Gözlerimi devirip sırtımı yasladım sert koltuğuna arabanın. ''Tahtalı köyü boylamıştır şimdiye o.''

Sözlerime küçük bir kahkaha atmıştı omuzlarındaki kürke sarılmadan hemen önce.

Güzeldi. Yıllar sonra onunla eski halimize dönmemiz.

Güneş yavaş yavaş kendini gösterdiğinde tanıdık sokakların kokusu burnuma dolmuştu. Etraftaki kalabalığın sesi artarken camdan dışarıya çevirmiştim gözlerimi. İşlek liman gözlerimin önüne serilirken temiz bir nefes çekmiştim ciğerlerime. Tuzlu suyun kokusu boğazımı yakarken dudaklarıma yayılan tebessüme engel olamamıştım.

Özlemiştim ülkemi. Şehrimi. Buranın sokaklarında koşarak geçirdiğim çocukluğumu.

Araba ihtişamlı sarayın önünde durduğunda terleyen ellerimi sildim üzerimdeki kirli kıyafete. Lissanna'nın benden gergin olduğunu görmem omuzlarıma binen yükün ağırlığını arttırmıştı bir anda.

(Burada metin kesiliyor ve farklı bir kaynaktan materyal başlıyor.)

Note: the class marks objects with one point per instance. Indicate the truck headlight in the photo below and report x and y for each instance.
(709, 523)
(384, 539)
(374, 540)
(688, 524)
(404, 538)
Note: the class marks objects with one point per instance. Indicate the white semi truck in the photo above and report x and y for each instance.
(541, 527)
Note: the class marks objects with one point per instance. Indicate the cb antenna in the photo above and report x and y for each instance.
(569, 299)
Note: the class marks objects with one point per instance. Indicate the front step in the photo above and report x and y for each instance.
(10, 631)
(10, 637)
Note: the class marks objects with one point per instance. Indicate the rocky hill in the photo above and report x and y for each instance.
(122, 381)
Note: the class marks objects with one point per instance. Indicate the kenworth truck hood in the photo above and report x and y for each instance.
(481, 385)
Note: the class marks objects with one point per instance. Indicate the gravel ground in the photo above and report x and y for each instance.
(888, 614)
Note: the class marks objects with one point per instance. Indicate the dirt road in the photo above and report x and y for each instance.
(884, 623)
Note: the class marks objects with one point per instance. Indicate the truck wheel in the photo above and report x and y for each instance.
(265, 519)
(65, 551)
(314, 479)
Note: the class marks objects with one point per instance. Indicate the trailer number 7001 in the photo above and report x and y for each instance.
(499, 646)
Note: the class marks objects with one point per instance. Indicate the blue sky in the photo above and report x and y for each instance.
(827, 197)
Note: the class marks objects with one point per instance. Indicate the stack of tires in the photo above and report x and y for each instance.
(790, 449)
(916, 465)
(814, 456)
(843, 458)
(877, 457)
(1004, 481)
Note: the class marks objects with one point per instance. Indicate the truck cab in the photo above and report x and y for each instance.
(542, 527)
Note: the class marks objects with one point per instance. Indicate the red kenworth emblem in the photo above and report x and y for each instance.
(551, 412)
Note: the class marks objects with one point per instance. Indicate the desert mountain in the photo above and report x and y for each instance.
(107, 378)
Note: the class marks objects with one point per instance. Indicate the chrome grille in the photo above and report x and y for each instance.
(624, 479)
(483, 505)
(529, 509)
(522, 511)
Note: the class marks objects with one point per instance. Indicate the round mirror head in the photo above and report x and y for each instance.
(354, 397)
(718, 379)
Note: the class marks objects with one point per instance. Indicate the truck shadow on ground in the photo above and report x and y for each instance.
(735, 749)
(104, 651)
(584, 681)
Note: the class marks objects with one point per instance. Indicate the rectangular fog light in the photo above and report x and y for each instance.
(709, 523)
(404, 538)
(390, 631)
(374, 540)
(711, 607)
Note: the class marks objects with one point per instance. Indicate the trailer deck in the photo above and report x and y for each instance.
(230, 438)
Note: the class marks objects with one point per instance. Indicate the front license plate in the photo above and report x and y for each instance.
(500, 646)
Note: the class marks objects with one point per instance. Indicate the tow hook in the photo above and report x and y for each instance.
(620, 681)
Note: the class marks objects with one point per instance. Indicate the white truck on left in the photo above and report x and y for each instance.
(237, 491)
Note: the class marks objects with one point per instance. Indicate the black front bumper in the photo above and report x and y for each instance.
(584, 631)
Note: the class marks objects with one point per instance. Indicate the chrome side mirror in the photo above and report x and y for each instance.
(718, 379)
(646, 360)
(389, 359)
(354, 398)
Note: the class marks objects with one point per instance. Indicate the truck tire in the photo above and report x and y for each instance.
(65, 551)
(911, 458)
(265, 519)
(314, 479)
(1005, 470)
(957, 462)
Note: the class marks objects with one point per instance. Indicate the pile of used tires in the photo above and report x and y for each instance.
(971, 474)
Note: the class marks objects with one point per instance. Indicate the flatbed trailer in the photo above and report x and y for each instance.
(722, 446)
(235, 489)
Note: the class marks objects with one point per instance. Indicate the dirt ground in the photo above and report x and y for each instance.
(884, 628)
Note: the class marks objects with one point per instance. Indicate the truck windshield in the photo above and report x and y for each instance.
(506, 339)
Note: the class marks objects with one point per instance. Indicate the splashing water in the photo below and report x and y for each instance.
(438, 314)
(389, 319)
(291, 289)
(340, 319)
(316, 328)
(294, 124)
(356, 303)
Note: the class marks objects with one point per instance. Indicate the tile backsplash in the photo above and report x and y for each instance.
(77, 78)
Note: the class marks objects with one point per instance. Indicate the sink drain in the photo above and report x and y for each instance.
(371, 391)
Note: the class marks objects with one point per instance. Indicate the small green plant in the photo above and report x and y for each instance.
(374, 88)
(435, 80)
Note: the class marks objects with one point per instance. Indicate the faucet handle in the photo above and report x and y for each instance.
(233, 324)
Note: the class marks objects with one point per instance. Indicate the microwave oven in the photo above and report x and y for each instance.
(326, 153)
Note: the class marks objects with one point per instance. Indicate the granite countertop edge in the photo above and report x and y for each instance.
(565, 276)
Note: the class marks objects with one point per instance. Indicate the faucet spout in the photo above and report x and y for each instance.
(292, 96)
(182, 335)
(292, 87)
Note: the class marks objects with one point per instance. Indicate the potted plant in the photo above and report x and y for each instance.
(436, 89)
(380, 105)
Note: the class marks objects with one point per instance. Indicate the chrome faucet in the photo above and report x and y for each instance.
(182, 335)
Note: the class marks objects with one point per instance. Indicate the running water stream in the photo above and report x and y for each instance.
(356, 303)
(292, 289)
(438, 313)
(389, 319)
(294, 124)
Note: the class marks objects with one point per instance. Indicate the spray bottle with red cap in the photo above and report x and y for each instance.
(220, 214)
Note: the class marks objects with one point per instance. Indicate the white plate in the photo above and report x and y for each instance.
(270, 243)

Benim yüzümden sevdiği adamı bırakmıştı. Benim yüzümden babasından tonlarca azar yiyecekti. Hatta belki... Kafamı iki yana sallayarak düşünceleri uzaklaştırdım.

Arabadan aşağıya attığım bir adımdan sonra Lissanna da bana uyum sağlamış ve uzun eteklerini tutarak inmişti arabadan.

Gözlerim sarayın orta katındaki büyük cama gittiğinde aradığım silüeti orada bulmuş hatta istemsizce sıkmıştım yumruklarımı. Asla unutmadığım bir gerçeği hatırlattım bir daha kendime. O adam benim katilimdi.